Elections are flashpoints in the calendar of our year-round organizing. They are moments of intense activity where all the long-term work we have done (or failed to do) comes into focus. The results don’t lie, and the outcomes have real-world consequences for our communities.
What we believe about elections
As a political party, elections are our primary point of intervention. On a day-to-day level, there are a number of practical things to keep in mind about elections:
Elections are a critical movement tool towards building power and getting the goods. Elections are not enough to make real change on their own, but electoral intervention is essential.
We need more of our people in office, so we are 1000% committed to the work of recruiting and training our own candidates from our communities.
Direct and deep voter contact, and an authentic message targeted at the multi-racial working class, are the soul of our campaigns — not just because it’s how we win, but because it’s how we build our base, deepen alliances, and advance our ideology.
Politics has a real impact on people’s lives and there is a real difference between winning and losing: we take this responsibility to deliver systemic change and material gains very seriously, even when the choices are tough.
The kinds of power elections help us build
Elections are an accelerated period in our work that allow us to build power potentially more quickly than we would be able to do otherwise. We sometimes speak about the significance of the “electoral moment.” It is a deciding point, both literally and figuratively. It is a moment when things are in flux. And it is a moment where we find ourselves in direct conflict with the established power brokers. If we use the moment well, we can build more power for our movement:
Elections allow us to exercise social power. By that we mean we are counting up and delivering a base. This is “people power” in its most basic form. And when we apply that power directly to a key leverage point – deciding who the deciders are – it allows us to move a political agenda in a way that no amount of “advocacy” or simply standing on the high ground would allow us to do.
Elections are also moments that allow us to build political infrastructure. They can deepen alliances between both the organizations we work with, as well as among voting blocs. If through our work, season after season, we are able to consistently build winning electoral coalitions that are made up of various working class communities and the organizations and institutions that are embedded in those communities, we are building something that helps us set the political agenda. This is the kind infrastructure capacity that we need if we actually want to govern effectively.

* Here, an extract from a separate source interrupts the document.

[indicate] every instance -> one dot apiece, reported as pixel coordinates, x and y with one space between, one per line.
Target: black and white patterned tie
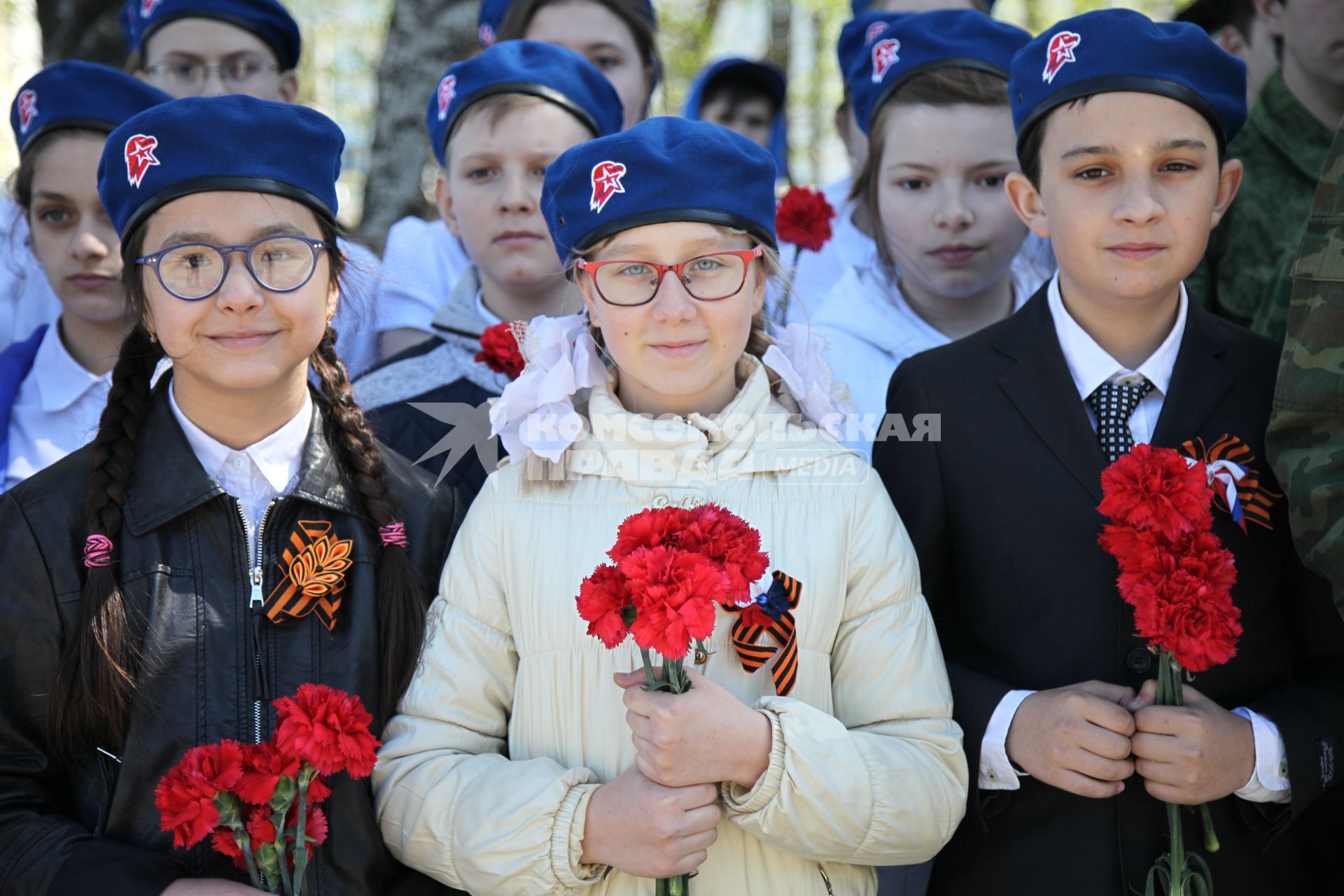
1113 403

Finally, elections are moments for us to engage in the “battle of big ideas.” A lot of people feel deeply disengaged in elections because their lived experience tells them they will mean very little for their daily lives. However, if people are tuning in even a little bit, people also know that elections are supposed to be a debate about the kind of community or country we have. Therefore, the electoral moment creates an opening where we can make “ideological interventions” as a party. The idea here is that elections are moments where people are paying a little more attention. If we use the moment strategically, we can do things to shift the narrative – to change the debate. And success in doing this is another form of power that elections can help us build.